To guarantee that your vehicles are safe to drive, it's important to perform a thorough pre-trip inspection (PTI) before hitting the road. Pre-trip inspections become even more important during the winter months because snow and ice on the roads and the vehicle lead to dangerous driving conditions. In British Columbia, the average number of crashes involving death or injury due to driving in these conditions more than doubles between the fall and the beginning of the winter. Nearly 28% of all crashes at work resulting in injury and time loss occur during the three Winter months (November–January), making them the most dangerous time of year for people who drive for work.
Pre-trip inspections are probably the most disliked and most often overlooked part of the job of the professional truck driver in the trucking industry. However, pre-trip inspections not only help reduce the risks of road-related death or injury, but they also help prevent costly repairs. And depending on where you live, PTIs may even be required by law. This inspection is meant to be a thorough check of the truck, trailer, and load. And that’s why the Ontario Safety League recommends that a pre-trip inspection should take 25 to 30 minutes.

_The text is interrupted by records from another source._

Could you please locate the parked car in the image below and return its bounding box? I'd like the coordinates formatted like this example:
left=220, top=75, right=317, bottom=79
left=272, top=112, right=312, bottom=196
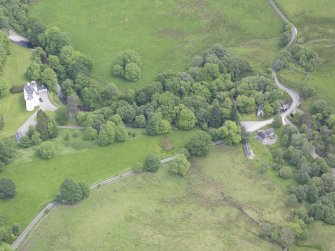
left=39, top=98, right=43, bottom=102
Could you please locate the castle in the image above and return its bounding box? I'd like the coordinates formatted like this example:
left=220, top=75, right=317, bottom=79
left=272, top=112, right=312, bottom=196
left=23, top=81, right=47, bottom=111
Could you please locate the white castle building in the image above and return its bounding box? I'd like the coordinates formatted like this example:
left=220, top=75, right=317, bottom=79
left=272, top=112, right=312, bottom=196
left=23, top=81, right=47, bottom=111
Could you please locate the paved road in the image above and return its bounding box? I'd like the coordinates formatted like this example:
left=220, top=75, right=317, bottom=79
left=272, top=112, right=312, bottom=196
left=11, top=155, right=177, bottom=250
left=241, top=0, right=300, bottom=132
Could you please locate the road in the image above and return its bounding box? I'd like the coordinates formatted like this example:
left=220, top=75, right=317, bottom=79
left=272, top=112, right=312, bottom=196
left=240, top=0, right=300, bottom=132
left=11, top=155, right=177, bottom=250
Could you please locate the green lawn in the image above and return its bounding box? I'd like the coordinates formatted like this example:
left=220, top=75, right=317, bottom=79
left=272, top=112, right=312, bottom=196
left=0, top=43, right=33, bottom=138
left=0, top=129, right=198, bottom=228
left=276, top=0, right=335, bottom=105
left=29, top=0, right=283, bottom=90
left=20, top=145, right=288, bottom=251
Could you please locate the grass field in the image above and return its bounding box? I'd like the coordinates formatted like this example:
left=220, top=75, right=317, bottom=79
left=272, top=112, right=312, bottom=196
left=29, top=0, right=283, bottom=90
left=276, top=0, right=335, bottom=105
left=0, top=128, right=198, bottom=228
left=0, top=43, right=33, bottom=138
left=20, top=145, right=288, bottom=251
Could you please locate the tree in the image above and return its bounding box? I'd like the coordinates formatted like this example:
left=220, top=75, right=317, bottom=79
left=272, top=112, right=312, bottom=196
left=134, top=115, right=146, bottom=128
left=143, top=154, right=160, bottom=172
left=279, top=166, right=292, bottom=179
left=83, top=127, right=97, bottom=140
left=78, top=181, right=90, bottom=198
left=58, top=178, right=83, bottom=204
left=0, top=77, right=7, bottom=97
left=66, top=94, right=79, bottom=121
left=0, top=179, right=16, bottom=199
left=36, top=110, right=58, bottom=140
left=287, top=194, right=298, bottom=207
left=115, top=125, right=128, bottom=142
left=236, top=95, right=255, bottom=114
left=41, top=68, right=57, bottom=92
left=170, top=154, right=191, bottom=177
left=277, top=227, right=295, bottom=248
left=37, top=142, right=56, bottom=159
left=186, top=131, right=212, bottom=156
left=125, top=62, right=141, bottom=82
left=97, top=121, right=116, bottom=146
left=146, top=113, right=170, bottom=136
left=55, top=107, right=69, bottom=125
left=38, top=27, right=71, bottom=55
left=27, top=62, right=41, bottom=81
left=177, top=105, right=196, bottom=130
left=112, top=50, right=142, bottom=81
left=0, top=139, right=15, bottom=165
left=219, top=120, right=241, bottom=145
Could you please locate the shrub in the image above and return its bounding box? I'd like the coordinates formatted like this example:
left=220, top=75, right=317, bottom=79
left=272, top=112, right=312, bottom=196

Here are tips on how to perform thorough pre-trip inspections during the Winter months:
- Inspect the main external components of the vehicle, including:
- Lights and reflectors
- Trailer couplings
- Load tie-downs
- Inspect that tires and chains are in good condition
- Make sure ice and snow are removed from your vehicle, including the hood, roof, lights, windows, and steps.
- Make sure the mirrors can be adjusted and are in good condition, with no cracks.
- Do more than just check that the wipers can be turned on and off. Remember that wiper fluid should always be filled. And if the windshield wiper fluid has been diluted, it could potentially freeze under extremely cold temperatures.
- Ensure that the coolant level and antifreeze are full. Remember that extreme temperatures can affect your vehicle's ability to regulate its engine.
- Inspect the inside of the vehicle, including:
- Driver’s seat
- Heater/air conditioning
- Safety equipment
- Whenever possible, observe general cleanliness in the cab. An uncluttered interior is less distracting and far safer for driving under all conditions.
- Inspect the vehicle controls, including:
- Steering wheel
- Parking brakes
- Driver controls
- Turn signals
- Ensure heating and defrost equipment is working
Drivers should plan for extra time to reach their destination and shouldn’t be in a rush. Often, bad weather and road conditions will cause delays. Since they are inevitable, drivers should factor them into their schedules.
Keep track of your pre-trip inspections for compliance and as best practice for safety.